A Message at Lessons and Carols: The Hope of Advent

 









Our choirmaster, Lee Escandon, recently reminded our youth choir that Lessons and Carols is not an ancient tradition; it is, in fact, quite recent. Yet it remains one of the most beloved.

The Rev. Eric Milner-White, an Anglican priest and chaplain of King’s College, Cambridge, created the service for Christmas Eve 1918. Like so many men of his generation, he returned from the trenches of World War One disillusioned and traumatized. In a season marked by loss and darkness, he sought a simple service that could speak Christian hope into a world depleted of it. And so Lessons and Carols was born.

We begin this morning’s service on the threshold of something new. The world of waiting that defined the Old Testament is giving way. The Angel Gabriel appears to the Virgin Mary, likely a teenage girl in a small Judean hill town, and says:

“And, behold, thou shalt conceive in thy womb, and bring forth a son, and shalt call his name Jesus.
He shall be great, and shall be called the Son of the Highest: and the Lord God shall give unto him
the throne of his father David.”

In those words Mary begins to see that everything her ancestors had longed for would come to fulfillment in the child she would bear. Jesus, as the prophets foretold, would be the great liberator from the line of David. The restless hearts of a weary people would find their rest in him. And so it is with us.

Our world, like the world of the prophets and of Saint Mary, is torn by strife. Many of us feel the uncertainty of these days—whether in global conflicts, economic instability, or the relentless churn of the news cycle. Some of us are anxious about the future. I know that I am. Yet the story we tell tonight bids us to hope.

Advent reminds us that even in the midst of hopelessness, God gives us something to hope for. Jesus—the child born to a young mother in Bethlehem in a hastily prepared shelter—is the source and object of all our hopes. Only he loves as we were meant to be loved. As the priest and poet Malcolm Guite writes:

“But the Advent hope – indeed, the Advent miracle – was that this unknowable, unnamable, utterly holy Lord chose out of his own free will and out of love for us to become known: to bear a name and meet us where we are.”

Because God became human, we can see what divine love looks like. It looks like the self-emptying love of Jesus, whose outstretched arms invite us to know him more deeply. In a world marked by uncertainty, one thing remains certain: God loves each and every one of us.
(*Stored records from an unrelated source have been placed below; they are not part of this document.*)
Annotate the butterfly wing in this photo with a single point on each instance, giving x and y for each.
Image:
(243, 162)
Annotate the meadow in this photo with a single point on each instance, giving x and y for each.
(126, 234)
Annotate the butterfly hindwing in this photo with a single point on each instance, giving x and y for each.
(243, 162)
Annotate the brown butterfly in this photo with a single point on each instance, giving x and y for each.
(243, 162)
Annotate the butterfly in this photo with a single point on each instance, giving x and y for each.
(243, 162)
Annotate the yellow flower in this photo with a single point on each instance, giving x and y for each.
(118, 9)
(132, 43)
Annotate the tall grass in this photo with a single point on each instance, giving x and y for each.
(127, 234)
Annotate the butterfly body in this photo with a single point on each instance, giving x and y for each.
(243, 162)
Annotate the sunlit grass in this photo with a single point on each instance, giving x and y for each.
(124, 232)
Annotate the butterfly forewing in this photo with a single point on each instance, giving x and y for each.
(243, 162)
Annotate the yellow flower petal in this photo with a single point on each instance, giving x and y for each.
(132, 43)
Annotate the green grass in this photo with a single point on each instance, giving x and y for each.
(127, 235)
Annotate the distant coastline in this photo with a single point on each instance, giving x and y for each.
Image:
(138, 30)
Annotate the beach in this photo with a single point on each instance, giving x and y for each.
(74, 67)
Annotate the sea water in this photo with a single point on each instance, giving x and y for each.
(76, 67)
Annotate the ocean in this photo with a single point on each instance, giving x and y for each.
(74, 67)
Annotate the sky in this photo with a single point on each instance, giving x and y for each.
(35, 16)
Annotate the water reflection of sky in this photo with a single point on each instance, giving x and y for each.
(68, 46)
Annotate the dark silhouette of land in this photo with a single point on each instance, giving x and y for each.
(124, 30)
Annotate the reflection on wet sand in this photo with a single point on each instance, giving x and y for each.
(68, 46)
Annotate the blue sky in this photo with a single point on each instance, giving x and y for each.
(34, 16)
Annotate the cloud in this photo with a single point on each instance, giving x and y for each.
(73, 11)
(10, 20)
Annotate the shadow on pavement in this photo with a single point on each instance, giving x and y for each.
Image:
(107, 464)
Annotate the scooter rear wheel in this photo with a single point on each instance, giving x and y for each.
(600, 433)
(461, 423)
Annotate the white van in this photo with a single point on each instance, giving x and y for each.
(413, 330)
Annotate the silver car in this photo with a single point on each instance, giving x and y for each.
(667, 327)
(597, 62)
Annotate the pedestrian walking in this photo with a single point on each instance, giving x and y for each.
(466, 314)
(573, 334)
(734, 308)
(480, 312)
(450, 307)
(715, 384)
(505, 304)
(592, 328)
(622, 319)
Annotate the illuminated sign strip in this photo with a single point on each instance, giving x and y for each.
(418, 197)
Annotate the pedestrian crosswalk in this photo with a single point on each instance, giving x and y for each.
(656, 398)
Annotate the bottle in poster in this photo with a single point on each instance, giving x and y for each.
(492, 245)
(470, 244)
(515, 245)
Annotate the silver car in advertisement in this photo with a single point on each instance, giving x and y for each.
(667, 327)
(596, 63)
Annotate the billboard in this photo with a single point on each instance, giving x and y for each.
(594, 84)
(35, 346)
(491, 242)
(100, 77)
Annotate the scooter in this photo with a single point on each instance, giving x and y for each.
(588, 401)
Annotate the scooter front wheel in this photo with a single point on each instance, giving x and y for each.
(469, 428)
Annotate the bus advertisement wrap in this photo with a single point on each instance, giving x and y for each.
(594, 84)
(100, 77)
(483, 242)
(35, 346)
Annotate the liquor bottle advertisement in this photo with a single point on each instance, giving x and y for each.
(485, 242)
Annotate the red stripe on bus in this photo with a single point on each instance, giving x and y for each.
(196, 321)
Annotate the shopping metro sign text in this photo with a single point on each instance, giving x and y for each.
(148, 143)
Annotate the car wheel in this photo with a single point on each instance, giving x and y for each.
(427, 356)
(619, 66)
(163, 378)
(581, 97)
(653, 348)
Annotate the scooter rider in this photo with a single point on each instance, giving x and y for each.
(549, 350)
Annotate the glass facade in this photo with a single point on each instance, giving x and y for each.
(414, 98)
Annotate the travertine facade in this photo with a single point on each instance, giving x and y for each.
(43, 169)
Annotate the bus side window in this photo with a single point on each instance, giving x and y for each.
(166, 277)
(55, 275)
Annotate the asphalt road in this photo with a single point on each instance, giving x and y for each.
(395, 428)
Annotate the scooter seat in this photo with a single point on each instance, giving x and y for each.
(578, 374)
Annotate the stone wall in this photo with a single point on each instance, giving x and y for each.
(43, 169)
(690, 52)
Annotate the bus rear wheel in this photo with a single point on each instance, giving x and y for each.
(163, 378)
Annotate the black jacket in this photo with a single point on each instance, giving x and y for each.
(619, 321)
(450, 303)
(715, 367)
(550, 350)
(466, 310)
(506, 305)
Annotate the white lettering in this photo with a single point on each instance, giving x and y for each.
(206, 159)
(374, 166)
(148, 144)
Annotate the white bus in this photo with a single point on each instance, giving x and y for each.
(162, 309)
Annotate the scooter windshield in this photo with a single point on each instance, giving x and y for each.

That is the story we tell tonight, and it is worth telling again and again. When Milner-White first introduced Lessons and Carols, the world was reeling from war, loss, and profound instability. In many ways, our own time feels much the same. Yet then—as now—the story of Jesus’ birth offered enduring hope.

As we hear the Scriptures and carols tonight, may that same hope break upon our hearts once more.